The book drives to the heart of the exciting debate on the origins of life and maintenance of order in complex biological systems. It focuses on the concept of self-organization: the spontaneous emergence of order that is widely observed throughout nature. Kauffman argues that self-organization plays an important role in the Darwinian process of natural selection. Yet until now no systematic effort has been made to incorporate the concept of self-organization into evolutionary theory. The construction requirements which permit complex systems to adapt are poorly understood, as is the extent to which selection itself can yield systems able to adapt more successfully. This book explores these themes.
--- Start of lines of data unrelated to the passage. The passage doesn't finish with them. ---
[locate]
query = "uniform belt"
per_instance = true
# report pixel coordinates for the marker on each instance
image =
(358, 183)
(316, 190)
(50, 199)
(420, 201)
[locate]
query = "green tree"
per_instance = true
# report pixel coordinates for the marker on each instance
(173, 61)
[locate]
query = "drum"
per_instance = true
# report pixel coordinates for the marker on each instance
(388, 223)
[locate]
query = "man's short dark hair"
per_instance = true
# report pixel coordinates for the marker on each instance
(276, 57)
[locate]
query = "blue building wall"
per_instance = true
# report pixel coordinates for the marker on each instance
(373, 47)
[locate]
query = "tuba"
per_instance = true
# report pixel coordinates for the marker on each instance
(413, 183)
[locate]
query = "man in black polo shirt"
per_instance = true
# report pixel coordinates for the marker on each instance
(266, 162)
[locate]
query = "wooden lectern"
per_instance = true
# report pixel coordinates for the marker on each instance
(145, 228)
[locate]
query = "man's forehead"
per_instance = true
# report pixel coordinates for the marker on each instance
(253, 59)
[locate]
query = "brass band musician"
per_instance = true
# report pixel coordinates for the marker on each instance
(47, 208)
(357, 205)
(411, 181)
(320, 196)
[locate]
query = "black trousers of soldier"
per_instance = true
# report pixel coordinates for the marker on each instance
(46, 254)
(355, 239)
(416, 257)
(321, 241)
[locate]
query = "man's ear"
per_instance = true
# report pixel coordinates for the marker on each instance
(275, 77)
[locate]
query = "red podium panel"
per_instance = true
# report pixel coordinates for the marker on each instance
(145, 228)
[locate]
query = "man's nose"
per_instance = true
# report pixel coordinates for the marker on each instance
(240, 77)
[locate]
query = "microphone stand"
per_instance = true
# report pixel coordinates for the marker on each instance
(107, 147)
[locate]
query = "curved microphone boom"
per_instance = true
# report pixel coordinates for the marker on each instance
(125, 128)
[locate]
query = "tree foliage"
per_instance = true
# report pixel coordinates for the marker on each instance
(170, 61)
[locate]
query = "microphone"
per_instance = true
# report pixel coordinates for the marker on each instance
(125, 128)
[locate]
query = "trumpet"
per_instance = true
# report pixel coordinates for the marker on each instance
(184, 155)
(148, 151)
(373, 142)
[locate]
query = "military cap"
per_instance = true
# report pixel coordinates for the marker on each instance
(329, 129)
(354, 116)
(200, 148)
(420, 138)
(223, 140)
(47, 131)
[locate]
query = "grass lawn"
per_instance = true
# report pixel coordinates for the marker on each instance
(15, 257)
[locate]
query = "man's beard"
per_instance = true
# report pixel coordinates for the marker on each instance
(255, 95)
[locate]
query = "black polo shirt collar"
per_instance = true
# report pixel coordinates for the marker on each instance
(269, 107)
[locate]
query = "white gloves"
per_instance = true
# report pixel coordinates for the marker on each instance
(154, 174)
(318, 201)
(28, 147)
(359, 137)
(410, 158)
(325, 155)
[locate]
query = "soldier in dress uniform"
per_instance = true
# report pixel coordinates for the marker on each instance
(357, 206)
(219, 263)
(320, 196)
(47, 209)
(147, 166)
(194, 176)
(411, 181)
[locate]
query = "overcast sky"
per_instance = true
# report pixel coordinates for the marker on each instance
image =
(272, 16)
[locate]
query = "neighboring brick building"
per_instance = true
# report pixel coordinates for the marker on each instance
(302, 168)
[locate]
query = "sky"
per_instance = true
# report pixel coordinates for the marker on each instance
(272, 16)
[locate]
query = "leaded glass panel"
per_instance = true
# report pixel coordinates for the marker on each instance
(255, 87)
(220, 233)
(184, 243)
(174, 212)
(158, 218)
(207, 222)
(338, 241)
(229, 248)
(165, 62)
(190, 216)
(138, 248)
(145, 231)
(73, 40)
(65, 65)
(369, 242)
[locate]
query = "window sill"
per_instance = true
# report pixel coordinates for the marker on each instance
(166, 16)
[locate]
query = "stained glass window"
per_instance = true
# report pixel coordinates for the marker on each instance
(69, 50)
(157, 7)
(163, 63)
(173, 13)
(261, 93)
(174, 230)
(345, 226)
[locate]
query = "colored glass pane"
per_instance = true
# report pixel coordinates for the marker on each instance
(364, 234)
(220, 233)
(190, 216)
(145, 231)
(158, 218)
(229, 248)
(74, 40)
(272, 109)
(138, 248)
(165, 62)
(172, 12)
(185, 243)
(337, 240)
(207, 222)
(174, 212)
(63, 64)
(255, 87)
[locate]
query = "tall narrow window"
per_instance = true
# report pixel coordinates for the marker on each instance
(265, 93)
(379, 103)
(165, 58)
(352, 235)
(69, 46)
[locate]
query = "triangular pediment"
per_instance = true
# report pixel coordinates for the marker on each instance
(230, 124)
It shows how complex systems, contrary to expectations, can spontaneously exhibit stunning degrees of order, and how this order, in turn, is essential for understanding the emergence and development of life on Earth.
 
Topics include the new biotechnology of applied molecular evolution, with its important implications for developing new drugs and vaccines; the balance between order and chaos observed in many naturally occurring systems; new insights concerning the predictive power of statistical mechanics in biology; and other major issues. Indeed, the approaches investigated here may prove to be the new center around which biological science itself will evolve. The work is written for all those interested in the cutting edge of research in the life sciences.

p.11 Darwin's notion of natural selection can be enthroned in God's stead as the creative agency... Selection slips into place as an agency creating order from chaotic variation.
 
p.31 Borrowing a culminating phrase from my colleagues N. Packard and C. Langton, life exists at the edge of chaos.
 
p.33,34 As Jacob pointed out in "Evolution and Tinkering" (1977a; see also Jacob 1983), adaptation typically progresses through small changes involving a local search in the space of possibilities. The paradigm is one of local hill climbing via fitter mutants toward some local or global optimum... In this framework, adaptive evolution in a population is a hill-climbing process... It is intuitive from this description that the behavior of an adapting population depends on how mountainous the fitness landscape is, on how large the population is, and on the mutation rate
 
p.118 Adaptive evolution is a search process - driven by mutation, recombination, and selection - on fixed or deforming fitness landscapes. An adapting population flows over the landscape under these forces. The structure of such landscapes, smooth or rugged, governs the evolvability of populations and the sustained fitness of their members. The structure of fitness landscapes inevitably imposes limitations on adaptive search.